Eco follows his insights about the diffuse and omnivorous nature of fascism with an ingenious analogy. Describing it in terms of a "family resemblance," he asks the reader to consider the following letter combinations:
ABC BCD CDE DEF
Each combination, he notes, shares two attributes of the one before; if any one attribute denotes fascism, even though ABC and DEF may appear entirely different, we can still identify the configuration as a part of the family through the transitive property.
"There was only one Nazism,” Eco explains, “We cannot label Franco’s hyper-Catholic Falangism as Nazism, since Nazism is fundamentally pagan, polytheistic, and anti-Christian... [the Italian term] Fascism became an all-purpose term because one can eliminate from a fascist regime one or more features, and it will still be recognizable as fascist. Take away imperialism from fascism and you still have Franco and Salazar.

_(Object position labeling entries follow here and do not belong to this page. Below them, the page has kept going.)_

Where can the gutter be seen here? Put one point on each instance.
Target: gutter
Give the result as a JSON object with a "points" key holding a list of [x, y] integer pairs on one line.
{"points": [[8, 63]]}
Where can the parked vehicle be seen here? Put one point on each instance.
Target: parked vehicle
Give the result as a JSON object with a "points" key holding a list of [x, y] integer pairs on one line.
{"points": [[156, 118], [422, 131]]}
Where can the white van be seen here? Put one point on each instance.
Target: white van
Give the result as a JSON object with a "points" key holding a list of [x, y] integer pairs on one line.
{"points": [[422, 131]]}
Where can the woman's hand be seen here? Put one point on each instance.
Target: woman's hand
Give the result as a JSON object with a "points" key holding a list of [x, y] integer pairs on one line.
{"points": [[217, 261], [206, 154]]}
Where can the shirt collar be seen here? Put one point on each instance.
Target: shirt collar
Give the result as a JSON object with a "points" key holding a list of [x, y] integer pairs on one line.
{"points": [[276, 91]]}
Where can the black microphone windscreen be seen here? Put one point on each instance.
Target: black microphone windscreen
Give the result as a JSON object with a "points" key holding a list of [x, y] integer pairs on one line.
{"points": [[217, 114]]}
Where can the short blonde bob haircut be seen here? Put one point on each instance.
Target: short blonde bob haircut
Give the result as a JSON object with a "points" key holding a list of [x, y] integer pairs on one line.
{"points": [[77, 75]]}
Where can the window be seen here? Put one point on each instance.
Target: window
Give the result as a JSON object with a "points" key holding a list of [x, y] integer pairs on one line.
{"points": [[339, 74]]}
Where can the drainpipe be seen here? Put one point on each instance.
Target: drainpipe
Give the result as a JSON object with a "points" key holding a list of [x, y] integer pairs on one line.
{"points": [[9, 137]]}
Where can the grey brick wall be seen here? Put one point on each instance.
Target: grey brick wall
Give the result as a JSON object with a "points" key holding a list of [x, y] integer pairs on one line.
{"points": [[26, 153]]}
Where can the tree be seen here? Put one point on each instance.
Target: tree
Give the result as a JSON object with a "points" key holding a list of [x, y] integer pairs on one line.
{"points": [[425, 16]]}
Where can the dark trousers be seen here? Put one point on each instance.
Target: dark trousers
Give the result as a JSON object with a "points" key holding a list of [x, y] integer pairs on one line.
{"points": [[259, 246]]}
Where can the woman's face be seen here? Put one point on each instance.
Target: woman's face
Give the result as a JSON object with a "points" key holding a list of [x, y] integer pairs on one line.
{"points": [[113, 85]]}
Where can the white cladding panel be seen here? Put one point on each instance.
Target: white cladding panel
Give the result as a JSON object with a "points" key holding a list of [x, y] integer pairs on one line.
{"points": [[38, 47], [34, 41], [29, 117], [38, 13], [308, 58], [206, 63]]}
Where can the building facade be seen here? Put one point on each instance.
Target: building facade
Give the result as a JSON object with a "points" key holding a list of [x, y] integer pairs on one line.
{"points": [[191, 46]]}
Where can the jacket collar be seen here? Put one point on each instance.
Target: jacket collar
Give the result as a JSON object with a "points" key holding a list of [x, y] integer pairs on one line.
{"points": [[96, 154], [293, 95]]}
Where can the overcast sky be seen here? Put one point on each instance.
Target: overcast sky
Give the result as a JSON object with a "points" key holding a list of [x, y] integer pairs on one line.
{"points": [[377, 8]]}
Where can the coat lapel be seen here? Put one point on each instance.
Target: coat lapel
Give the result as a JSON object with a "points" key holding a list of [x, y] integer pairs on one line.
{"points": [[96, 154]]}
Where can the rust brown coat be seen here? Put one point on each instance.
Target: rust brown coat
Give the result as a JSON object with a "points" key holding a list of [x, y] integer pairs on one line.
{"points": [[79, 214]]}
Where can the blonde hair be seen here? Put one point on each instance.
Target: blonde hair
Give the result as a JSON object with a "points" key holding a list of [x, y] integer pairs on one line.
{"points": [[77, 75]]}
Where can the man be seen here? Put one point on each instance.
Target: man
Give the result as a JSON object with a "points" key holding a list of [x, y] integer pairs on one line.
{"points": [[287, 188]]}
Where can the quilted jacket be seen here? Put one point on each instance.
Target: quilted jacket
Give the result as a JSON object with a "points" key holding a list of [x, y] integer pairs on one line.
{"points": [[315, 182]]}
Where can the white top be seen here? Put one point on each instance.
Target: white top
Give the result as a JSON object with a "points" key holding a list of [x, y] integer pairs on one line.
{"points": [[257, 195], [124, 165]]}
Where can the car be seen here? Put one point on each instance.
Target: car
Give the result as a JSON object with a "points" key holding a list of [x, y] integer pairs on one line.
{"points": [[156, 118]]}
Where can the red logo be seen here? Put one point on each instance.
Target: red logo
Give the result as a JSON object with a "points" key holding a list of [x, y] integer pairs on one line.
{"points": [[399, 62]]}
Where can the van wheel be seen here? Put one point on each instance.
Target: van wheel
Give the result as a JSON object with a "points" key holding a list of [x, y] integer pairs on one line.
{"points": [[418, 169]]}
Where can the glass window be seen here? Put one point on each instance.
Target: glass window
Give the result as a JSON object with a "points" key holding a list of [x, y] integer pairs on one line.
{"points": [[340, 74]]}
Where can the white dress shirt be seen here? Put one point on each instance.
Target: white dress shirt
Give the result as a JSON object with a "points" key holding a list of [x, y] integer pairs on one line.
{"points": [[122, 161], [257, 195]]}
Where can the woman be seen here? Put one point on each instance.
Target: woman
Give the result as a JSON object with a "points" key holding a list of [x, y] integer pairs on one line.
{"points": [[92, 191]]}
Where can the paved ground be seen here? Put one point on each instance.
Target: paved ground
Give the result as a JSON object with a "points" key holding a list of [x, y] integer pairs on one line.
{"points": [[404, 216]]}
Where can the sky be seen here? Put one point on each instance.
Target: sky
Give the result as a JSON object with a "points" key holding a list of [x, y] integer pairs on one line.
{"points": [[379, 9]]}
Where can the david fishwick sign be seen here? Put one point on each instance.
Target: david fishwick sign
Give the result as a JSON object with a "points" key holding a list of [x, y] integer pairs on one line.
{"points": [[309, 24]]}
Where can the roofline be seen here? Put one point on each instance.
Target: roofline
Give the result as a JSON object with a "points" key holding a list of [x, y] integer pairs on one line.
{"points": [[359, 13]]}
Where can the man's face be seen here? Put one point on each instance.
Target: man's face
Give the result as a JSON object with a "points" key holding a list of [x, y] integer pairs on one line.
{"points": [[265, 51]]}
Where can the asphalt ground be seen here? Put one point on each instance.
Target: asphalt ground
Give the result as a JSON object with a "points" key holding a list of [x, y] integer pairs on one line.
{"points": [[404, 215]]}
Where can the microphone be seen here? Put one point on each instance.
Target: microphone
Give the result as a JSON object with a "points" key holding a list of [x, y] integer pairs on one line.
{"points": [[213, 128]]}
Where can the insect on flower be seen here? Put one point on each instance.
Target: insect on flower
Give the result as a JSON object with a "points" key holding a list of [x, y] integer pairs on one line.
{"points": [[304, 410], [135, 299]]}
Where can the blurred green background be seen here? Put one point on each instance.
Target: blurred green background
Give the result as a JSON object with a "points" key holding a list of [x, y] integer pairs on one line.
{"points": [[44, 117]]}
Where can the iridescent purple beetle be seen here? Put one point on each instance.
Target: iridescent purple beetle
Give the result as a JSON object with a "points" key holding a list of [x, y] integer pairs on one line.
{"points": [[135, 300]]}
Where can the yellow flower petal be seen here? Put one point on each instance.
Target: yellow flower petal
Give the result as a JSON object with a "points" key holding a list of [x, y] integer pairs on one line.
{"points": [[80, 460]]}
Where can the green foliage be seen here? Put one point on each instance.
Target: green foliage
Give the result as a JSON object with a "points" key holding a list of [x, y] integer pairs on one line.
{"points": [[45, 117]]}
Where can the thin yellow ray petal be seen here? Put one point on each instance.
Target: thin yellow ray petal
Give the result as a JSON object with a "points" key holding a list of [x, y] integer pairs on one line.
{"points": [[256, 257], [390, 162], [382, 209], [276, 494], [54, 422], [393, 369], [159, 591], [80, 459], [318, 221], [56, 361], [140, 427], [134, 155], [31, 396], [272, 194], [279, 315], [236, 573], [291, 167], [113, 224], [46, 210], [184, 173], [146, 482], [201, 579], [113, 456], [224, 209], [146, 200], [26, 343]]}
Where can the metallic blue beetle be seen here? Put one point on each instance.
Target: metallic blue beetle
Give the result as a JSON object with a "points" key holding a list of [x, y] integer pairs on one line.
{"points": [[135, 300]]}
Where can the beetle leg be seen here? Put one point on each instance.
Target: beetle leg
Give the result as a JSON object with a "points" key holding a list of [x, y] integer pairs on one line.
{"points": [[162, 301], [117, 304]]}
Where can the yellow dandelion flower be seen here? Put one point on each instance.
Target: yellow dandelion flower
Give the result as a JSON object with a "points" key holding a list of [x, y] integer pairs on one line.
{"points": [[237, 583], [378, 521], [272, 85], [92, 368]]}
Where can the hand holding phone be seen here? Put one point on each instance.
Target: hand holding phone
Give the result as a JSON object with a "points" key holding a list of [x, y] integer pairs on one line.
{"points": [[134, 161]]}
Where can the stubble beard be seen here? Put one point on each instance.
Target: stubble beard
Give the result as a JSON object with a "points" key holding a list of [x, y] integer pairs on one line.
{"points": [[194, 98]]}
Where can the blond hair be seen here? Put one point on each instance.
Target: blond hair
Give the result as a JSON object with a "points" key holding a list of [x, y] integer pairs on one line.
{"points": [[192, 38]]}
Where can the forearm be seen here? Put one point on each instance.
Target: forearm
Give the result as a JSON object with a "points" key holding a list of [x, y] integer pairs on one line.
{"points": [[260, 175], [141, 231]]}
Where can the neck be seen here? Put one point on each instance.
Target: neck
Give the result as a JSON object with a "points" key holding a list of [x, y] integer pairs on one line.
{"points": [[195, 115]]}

Take away colonialism and you still have the Balkan fascism of the Ustashes..."
Each fascism, in other words, was unique to not only its leader, but the particularity of its nation.
Nonetheless, Eco equips us with various key attributes of what he dubs Ur- or eternal fascism, with the caveat that, “These features cannot be organized into a system; many of them contradict each other, and are also typical of other kinds of despotism or fanaticism.” Which is to say, if fascism is a Family (in the Linnean sense), then perhaps despotism or authoritarianism represents the level above it—a Species in the Kingdom of Governments.
According to Eco, there are 14 “genetic markers” in all (A-N), most of which can work in concert with the others. The Cult of Tradition (A), for instance, goes hand in hand with a Rejection of Modernism (B), both of which contribute to a Fear of Difference (E) and give rise to the precept that Disagreement is Treason (D). From this foundation, an Appeal to Social Frustration (F) may follow, causing the populace to become Obsessed with a Plot (G) being enacted by an enemy who is both “powerful enough to pose a serious threat and weak enough to be easily defeated.” (H) Such an enemy provides a sense of identity for the in-group, who—through Selective Populism (M)—are instilled with the idea that they are the Elites (J), and thus have the responsibility of Heroes (K) who must Act for Action’s Sake (C) through displays of Machismo and/or Weaponry (L).
From this admittedly adumbrated summary, you may already be able to identify the relevance of Eco’s ideas to our contemporary moment. I encourage anyone reading to take a look at Eco’s essay, but throughout the rest of the series I will also refer back to this alphabet, adding to this basic framework and highlighting how many of these elements are endemic to American political, economic, and social structures, as well as the ways in which political entrepreneurs like Trump and Bannon enact them.


Would love to see a series of posts about each of Eco's "alleles." How do/don't American right wingers exhibit characteristics A-N? What are ways that the left might also exhibit these characteristics? Concrete examples would be very helpful.